Don't Fear The Rebase


This was originally posted on February 28th, 2018 on Medium

Git’s rebase command is a common source of fear and confusion for Git users, especially those whom may have come from a more centralized version control system. That’s normal. Rebase is a weird, magical looking beast that just comes in and starts changing history willy-nilly.

Rebase is sort of like pointers; it is this confusing construct that everybody talks about but you have no idea why anybody would use it and then suddenly everything will click and the whole idea becomes glaringly obvious and incredibly simple.

I am here to force that click onto you so you can go into work and spread the wonder that is git rebase.

What Even is a Rebase?

Git Rebase is a tool that can be used to take some commits that were made in one place and just pretend they were made in another place all along.

OK but what does that mean?

Let’s look at an example. We have two branches in this repository: master and feature/foo. feature/foo was branched off of master and some commits were made on feature/foo. master has moved on because the world doesn’t just stop when you aren’t looking.

Current state of affairs Current state of affairs

We want to integrate the changes from master into feature/foo but we don’t want to deal with having a pesky merge commit every time we perform this integration.

Rebase is a tool that gives you the power to integrate changes that happened on the source branch without performing a merge, and thus without having a merge commit.

Post-rebase. Visions of fast-forward...

Commits D and F have been replayed on top of master, which is currently pointing at commit G. You will notice that these commits are actually named D` and F` and the commit SHA-1 is different. Why is this?

Commits are Immutable in Git

A commit has a few properties that are relevant here: a parent commit, a timestamp, and a snapshot of the repository at the time of the commit (commits are not just changesets). These values are what Git uses when it computes the SHA-1 that identifies a commit.

Since commits are immutable and a SHA-1 should uniquely identify a single commit, Git has to create new commits that contain the same repository snapshot as the original commits, but each with a different parent commit and timestamp.

This leads to new commits that look identical to the original commits, but have different SHA-1s.

Finding the Commits

How does Git know what commits to move when we run git rebase master from feature/foo?

Let’s first look at a Venn diagram of the commits on each branch.

Here we see that each branch has commits A, B, and C. master has commits E and G that feature/foo does not have. feature/foo has commits F and D that master does not have.

Git will perform a set subtraction, {commits on feature/foo} — {commits on master}, to find the right commits. This results in commits D and F.

Can we prove this?

Yes! An easy way is to use git log to see the exact commits that we get from this set subtraction.

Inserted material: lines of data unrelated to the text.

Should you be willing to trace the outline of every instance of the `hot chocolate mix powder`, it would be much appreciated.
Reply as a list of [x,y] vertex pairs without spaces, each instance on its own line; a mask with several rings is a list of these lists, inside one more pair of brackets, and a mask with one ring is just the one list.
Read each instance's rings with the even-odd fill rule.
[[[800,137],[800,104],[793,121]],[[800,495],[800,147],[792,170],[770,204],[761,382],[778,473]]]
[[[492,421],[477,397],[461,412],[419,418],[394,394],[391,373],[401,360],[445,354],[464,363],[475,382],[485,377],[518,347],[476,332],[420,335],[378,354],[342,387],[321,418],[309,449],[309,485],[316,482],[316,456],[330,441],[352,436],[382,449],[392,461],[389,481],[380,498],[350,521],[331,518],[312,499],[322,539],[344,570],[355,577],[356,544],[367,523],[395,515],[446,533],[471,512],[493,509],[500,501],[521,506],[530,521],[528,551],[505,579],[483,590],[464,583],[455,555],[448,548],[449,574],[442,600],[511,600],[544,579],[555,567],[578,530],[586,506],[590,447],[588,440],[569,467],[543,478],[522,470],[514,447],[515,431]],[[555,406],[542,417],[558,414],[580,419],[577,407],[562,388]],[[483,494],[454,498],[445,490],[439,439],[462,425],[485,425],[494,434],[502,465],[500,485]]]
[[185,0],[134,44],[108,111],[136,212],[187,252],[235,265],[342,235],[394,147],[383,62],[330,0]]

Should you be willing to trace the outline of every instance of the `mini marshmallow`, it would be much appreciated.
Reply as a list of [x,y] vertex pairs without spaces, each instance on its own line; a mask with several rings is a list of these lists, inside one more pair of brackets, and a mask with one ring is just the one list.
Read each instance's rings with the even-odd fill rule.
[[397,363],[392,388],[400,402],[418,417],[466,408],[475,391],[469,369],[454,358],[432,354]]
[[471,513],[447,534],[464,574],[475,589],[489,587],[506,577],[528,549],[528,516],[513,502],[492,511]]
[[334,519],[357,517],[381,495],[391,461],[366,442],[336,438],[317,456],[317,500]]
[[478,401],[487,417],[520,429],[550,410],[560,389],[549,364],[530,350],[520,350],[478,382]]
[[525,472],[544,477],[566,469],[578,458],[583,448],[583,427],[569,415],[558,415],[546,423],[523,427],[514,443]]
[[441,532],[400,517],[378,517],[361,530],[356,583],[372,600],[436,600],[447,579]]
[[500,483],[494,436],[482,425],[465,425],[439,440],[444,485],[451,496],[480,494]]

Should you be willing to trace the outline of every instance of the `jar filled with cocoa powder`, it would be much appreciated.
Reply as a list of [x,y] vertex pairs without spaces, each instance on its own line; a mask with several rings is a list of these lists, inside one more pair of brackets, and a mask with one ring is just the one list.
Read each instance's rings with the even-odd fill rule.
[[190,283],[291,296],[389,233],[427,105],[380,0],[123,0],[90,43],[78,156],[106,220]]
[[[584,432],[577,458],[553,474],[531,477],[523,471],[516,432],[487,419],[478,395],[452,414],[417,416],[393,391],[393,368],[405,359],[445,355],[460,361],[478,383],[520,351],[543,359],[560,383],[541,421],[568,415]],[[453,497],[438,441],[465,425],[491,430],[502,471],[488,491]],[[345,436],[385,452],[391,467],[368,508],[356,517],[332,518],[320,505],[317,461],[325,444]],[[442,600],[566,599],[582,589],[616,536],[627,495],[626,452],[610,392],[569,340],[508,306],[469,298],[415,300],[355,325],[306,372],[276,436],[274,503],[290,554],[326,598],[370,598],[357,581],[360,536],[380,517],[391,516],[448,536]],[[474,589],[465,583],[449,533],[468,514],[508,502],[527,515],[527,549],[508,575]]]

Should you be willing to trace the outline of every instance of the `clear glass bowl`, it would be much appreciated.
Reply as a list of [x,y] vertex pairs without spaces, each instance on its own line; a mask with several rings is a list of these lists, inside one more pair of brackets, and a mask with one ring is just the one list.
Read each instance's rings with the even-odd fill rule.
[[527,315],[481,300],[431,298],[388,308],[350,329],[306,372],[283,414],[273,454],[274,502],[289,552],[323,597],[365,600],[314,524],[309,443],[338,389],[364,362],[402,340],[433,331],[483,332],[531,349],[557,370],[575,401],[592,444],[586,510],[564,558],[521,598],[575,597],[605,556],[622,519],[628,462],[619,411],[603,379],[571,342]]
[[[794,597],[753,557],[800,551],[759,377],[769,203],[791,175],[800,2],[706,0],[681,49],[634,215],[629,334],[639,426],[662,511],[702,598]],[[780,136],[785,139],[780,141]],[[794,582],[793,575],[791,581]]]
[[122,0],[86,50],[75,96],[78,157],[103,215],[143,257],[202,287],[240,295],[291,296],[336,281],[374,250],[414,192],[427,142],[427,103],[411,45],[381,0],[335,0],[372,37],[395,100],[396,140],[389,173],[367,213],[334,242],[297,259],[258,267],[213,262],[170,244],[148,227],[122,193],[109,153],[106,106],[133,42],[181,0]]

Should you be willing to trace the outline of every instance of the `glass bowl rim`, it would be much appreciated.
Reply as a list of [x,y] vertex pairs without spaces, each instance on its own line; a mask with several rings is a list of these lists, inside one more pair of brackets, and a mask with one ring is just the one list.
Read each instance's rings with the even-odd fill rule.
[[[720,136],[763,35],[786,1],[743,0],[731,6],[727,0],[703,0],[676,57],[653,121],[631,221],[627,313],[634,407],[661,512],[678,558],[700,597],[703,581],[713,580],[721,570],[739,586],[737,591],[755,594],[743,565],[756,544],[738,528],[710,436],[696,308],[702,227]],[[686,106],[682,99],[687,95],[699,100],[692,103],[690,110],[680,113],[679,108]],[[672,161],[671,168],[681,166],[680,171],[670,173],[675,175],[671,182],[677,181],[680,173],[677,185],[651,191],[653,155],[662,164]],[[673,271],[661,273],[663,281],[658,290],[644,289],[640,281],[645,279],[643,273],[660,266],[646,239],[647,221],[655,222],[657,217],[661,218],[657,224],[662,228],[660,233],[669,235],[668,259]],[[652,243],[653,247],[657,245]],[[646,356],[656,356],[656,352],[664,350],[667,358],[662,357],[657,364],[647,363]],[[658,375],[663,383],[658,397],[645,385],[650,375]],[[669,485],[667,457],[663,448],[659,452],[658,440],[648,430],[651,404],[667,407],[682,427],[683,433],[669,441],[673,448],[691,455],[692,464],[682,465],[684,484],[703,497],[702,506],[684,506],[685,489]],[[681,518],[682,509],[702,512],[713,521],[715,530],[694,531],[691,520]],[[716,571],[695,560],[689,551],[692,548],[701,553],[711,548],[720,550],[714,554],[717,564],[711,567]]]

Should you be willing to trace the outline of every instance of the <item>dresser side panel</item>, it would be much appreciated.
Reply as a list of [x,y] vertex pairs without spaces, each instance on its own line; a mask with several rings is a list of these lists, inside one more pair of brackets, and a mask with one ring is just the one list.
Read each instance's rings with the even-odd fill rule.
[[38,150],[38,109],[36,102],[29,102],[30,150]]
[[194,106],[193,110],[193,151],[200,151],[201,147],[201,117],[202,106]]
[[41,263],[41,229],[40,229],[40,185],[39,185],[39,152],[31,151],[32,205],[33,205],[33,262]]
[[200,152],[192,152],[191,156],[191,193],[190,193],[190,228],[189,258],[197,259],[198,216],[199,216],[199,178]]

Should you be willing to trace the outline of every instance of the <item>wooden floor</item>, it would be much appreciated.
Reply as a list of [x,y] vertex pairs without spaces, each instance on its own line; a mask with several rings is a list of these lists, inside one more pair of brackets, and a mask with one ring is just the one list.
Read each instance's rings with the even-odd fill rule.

git log master..feature/foo should show us commits bc1f36b and 640e713.

Current branch is implied if you omit a branch after ..

This looks good so far. Let’s get a wider view to make sure I’m not yanking chains.

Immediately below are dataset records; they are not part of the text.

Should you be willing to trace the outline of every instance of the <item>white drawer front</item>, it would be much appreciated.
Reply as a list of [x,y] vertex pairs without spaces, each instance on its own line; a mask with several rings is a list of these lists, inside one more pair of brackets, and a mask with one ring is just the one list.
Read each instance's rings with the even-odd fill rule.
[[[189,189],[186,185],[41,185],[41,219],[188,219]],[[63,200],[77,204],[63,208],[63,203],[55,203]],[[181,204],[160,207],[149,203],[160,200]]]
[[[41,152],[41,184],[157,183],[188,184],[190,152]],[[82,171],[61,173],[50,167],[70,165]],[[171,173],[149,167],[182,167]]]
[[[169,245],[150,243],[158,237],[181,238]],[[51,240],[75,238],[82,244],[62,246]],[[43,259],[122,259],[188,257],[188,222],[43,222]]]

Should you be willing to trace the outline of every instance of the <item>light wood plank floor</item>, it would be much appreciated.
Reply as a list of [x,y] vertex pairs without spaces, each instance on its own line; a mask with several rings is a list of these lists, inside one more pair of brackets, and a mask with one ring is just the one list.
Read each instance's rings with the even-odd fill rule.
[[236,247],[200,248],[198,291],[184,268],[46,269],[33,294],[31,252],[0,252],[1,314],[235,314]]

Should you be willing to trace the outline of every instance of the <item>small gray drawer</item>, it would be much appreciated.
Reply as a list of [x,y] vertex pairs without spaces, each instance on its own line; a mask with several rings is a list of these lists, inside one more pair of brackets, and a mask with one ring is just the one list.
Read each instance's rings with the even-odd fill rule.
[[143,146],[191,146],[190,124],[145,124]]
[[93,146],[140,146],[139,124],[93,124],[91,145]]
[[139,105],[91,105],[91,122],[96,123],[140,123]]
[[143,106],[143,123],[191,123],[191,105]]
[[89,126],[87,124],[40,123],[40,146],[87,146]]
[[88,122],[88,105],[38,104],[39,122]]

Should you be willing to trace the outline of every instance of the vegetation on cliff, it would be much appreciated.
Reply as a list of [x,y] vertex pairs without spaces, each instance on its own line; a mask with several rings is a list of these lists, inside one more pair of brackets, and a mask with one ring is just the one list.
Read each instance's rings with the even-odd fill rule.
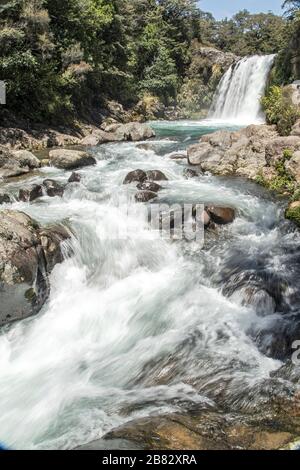
[[[298,2],[286,3],[290,10]],[[4,122],[11,114],[49,123],[98,120],[109,100],[126,108],[139,102],[138,112],[147,108],[150,116],[151,105],[207,108],[223,69],[206,67],[205,58],[195,66],[201,46],[278,52],[297,23],[292,11],[288,21],[246,10],[218,22],[196,0],[7,0],[0,13]]]

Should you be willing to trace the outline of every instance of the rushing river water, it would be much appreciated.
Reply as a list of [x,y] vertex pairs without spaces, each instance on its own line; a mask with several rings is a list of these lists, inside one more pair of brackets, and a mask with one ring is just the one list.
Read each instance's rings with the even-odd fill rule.
[[[76,234],[42,312],[0,333],[0,442],[12,448],[73,448],[134,417],[268,401],[270,373],[282,365],[266,355],[272,334],[300,303],[298,232],[257,185],[187,180],[186,160],[169,158],[221,123],[153,125],[157,138],[145,145],[93,149],[97,166],[80,170],[81,183],[63,198],[7,205],[42,224],[65,221]],[[145,237],[136,189],[122,185],[137,168],[166,174],[159,201],[228,205],[235,222],[207,234],[203,249]],[[69,176],[44,168],[28,183]],[[136,236],[118,240],[128,195]],[[243,303],[249,285],[258,290],[252,306]],[[275,300],[260,301],[270,286]]]

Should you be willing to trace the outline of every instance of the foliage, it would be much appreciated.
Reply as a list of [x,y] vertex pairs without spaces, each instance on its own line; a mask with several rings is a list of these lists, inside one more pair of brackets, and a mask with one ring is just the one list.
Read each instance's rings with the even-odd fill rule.
[[281,87],[273,85],[262,98],[267,122],[276,124],[280,135],[289,135],[296,120],[300,117],[298,108],[292,104],[288,96],[288,90],[285,93]]

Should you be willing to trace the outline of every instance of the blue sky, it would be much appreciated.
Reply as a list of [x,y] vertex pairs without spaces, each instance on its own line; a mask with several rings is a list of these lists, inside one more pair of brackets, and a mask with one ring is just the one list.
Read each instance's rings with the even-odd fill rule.
[[230,17],[237,11],[247,10],[258,13],[269,10],[282,14],[281,5],[283,0],[200,0],[200,8],[213,13],[217,19]]

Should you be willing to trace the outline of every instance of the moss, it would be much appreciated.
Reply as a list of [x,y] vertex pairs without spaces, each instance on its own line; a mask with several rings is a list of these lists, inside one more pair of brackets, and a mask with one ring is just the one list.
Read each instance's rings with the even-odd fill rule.
[[300,207],[293,207],[286,210],[285,217],[292,220],[300,227]]
[[25,292],[25,299],[28,300],[28,302],[34,302],[36,300],[36,293],[32,287]]
[[271,191],[277,191],[279,193],[288,192],[291,196],[295,191],[295,180],[292,175],[289,174],[285,167],[285,162],[290,160],[293,156],[293,151],[285,149],[283,156],[277,160],[275,164],[275,170],[277,175],[272,179],[267,180],[263,173],[260,172],[256,177],[256,182]]

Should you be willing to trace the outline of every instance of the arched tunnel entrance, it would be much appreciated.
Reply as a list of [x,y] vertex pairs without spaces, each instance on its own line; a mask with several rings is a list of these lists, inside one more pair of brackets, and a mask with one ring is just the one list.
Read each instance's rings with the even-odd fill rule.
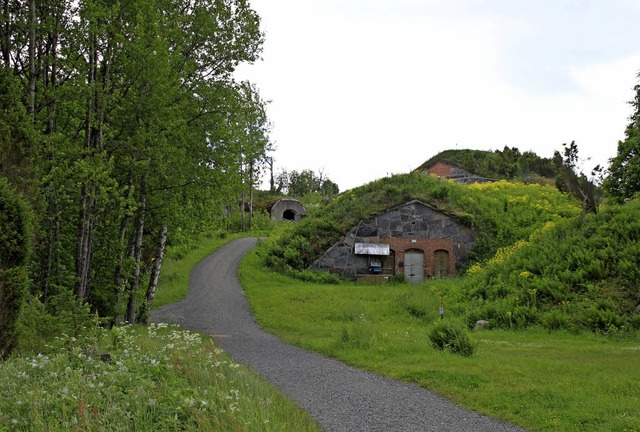
[[269,211],[271,213],[271,219],[290,222],[298,222],[307,214],[302,203],[294,199],[278,200],[271,206]]

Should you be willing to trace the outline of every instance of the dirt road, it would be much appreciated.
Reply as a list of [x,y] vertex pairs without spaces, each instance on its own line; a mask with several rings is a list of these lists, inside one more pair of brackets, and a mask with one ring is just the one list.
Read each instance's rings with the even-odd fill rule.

These SHA-1s look familiar

76f5fd1 and 22033eb are missing because we diverged from master at 7559a0b

If we now perform a rebase onto master, we should see commits 76f5fd1 and 22033eb immediately before the commits that were made on feature/foo.

Git is replaying the commits that we expected

Does this look familiar?

We saw this earlier!

We now have a nice linear history. You should be able to see how a fast-forward merge would happen at this point.

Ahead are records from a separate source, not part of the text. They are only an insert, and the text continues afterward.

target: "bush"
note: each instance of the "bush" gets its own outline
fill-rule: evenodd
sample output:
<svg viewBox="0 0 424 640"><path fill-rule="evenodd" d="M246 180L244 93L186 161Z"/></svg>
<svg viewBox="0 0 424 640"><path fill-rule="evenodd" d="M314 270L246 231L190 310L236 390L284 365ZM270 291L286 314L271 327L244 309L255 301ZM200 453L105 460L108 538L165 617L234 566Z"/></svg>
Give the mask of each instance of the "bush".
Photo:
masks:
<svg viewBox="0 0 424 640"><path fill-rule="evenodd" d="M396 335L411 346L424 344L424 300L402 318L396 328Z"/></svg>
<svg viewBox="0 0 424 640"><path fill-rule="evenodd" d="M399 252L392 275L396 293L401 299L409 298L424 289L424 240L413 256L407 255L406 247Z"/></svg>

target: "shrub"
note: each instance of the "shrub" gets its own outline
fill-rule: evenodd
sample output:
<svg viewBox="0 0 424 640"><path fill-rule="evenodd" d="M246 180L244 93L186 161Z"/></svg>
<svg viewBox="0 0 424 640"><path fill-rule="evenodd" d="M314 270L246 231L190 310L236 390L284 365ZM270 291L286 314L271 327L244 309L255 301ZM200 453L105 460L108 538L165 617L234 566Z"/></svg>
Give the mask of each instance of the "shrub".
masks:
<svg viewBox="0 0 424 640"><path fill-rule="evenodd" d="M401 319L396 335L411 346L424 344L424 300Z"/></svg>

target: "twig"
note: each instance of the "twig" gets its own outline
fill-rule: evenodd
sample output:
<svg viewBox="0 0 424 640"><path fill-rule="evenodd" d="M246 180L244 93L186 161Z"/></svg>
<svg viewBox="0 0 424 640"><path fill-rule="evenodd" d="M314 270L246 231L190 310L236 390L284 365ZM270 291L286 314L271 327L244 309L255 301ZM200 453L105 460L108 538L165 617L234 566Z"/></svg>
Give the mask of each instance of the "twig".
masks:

The rebase strategy has the added bonus of knowing that if your CI pipeline passes on the feature branch, it will pass on main branch post-merge. With a non-linear merge strategy, you do not have this guarantee.

Using the Force

If feature/foo were already pushed and another push is attempted after this rebase, Git will very politely decline to do the push. Why is this?

Git will do everything it can to prevent an accidental overwriting of history, which is a good thing.

Let’s look at what Git thinks feature/foo looks like on the remote repository.

Now let’s look at what we’re telling Git to do.

From Git’s point of view, commits D and F are about to be lost. Git will give you a nice message along the lines of Updates were rejected because the tip of your current branch is behind.

You might say, “But I can clearly see in the nice picture that you made, feature/foo is further ahead than what it was before.” This is a good observation, but Git just sees that feature/foo on the remote repository contains bc1f36b and 640e713 and your local version of feature/foo does not contain those commits. So in order to not lose these commits, Git will politely decline a normal git push, requiring you to perform a git push --force.

If you take away one thing from this article, remember that at its core, rebase just finds commits that were made on some branch and creates new commits with the same content but with a new parent or base commit.

Git rebase can do much more by utilizing its --interactive mode, but that is out of the scope of this article. If you would like to know all that you can do with the --interactive mode, I will be writing about that soon.